The bisque boy in Illustration 1, frozen in the standard badekinder stance, is ready for the seaside in his molded white swimming trunks. Gently placed on the surface of a bowl of water, he bobs along on his back. Of excellent bisque, as are all the following examples, he is 3-3/8 inches tall and unmarked.
Dressed more demurely in a bathing suit that covers her knees and with her hair tucked into a bathing cap, the little bathing belle in Illustration 2 also can float on her back. She is 3 inches tall and marked “Dep” on her back; these initials could stand for “Deponiert” in German or “Depose” in French, either term indicating that the design has been registered.
In his boldly striped blue and white swimming trunks, the versatile boy in Illustrations 3a and 3b can float on either his belly or back, no doubt in part because he is frozen into a position more suitable for a swim, with his arms spread, his head lifted, and his pudgy legs slightly arched up behind him. He is beautifully modeled and decorated, from his slightly tousled short blond hair to his tiny toes. A sizable 4 inches long, he is unmarked.

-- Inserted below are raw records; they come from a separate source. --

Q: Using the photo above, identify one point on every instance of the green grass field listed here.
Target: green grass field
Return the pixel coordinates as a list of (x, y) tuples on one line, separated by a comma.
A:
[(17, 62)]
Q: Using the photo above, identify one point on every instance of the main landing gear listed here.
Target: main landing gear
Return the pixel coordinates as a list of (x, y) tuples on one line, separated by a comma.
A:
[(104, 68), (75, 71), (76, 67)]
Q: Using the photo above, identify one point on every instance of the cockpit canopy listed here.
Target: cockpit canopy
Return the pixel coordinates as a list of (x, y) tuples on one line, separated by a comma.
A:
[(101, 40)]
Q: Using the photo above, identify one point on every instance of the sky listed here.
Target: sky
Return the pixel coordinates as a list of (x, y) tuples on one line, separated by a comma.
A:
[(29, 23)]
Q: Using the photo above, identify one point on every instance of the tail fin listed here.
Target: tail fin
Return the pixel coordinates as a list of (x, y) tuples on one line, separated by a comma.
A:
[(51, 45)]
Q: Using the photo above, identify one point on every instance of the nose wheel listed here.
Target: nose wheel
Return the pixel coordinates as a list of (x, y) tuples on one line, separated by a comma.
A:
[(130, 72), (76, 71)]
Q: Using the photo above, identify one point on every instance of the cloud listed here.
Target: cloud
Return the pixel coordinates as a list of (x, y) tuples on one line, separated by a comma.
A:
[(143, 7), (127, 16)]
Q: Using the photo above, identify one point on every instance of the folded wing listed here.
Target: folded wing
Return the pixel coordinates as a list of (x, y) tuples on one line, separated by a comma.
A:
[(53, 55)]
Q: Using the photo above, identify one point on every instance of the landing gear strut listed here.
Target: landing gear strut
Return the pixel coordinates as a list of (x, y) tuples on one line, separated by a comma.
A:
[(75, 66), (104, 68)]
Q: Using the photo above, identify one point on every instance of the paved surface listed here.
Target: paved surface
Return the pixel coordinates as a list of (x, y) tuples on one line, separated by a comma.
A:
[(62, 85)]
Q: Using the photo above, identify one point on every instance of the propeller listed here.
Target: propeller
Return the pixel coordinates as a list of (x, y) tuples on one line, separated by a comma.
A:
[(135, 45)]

Even larger at 5 inches long, the bathing boy in Illustrations 4a and 4b is ready to ride the waves with his arms stretched out in front of him. This bobbing boy is also superbly sculpted and finished, but his delicately painted face is obscured by his arms. He is also incised “Dep” on the back of his jaunty yellow and red striped swimming trunks.
The floating femme in Illustration 5 is certainly more “dame” than “kinder.” She does the back float, showing off her fine swimming form in a dark orange tank suit and matching cap. Oddly, this orange color is cold-painted rather than fired in, making it susceptible to being washed away in the water. As shown in Illustration 6, she is incised on her back with the crowned intertwined “G” and “W” of Willam Goebel, as well as “X W” over “226,” and is further stamped “Bavaria” in black. The use of capital letters and the black “Bavaria” stamp are also typical of Goebel. This bathing beauty is 4.75 inches long.
No doubt some aquarium enthusiast in the past may have added a bobbing badekinder or bathing belle to his or her aquarium decor, but were such floating folk ever specifically sold as aquarium ornaments? Illustration 7 is from an early Schmid’s Emporium of Pets catalog offering a fleet of floating fish bowl fancies. It describes, but does not picture, “Floating Boys,” one version selling for 20 cents each and the other selling for 50 cents. Were these badekinder of some kind? Until an actual image is found among the pages of an antique aquarium catalog, it appears we will just have to let the mystery be.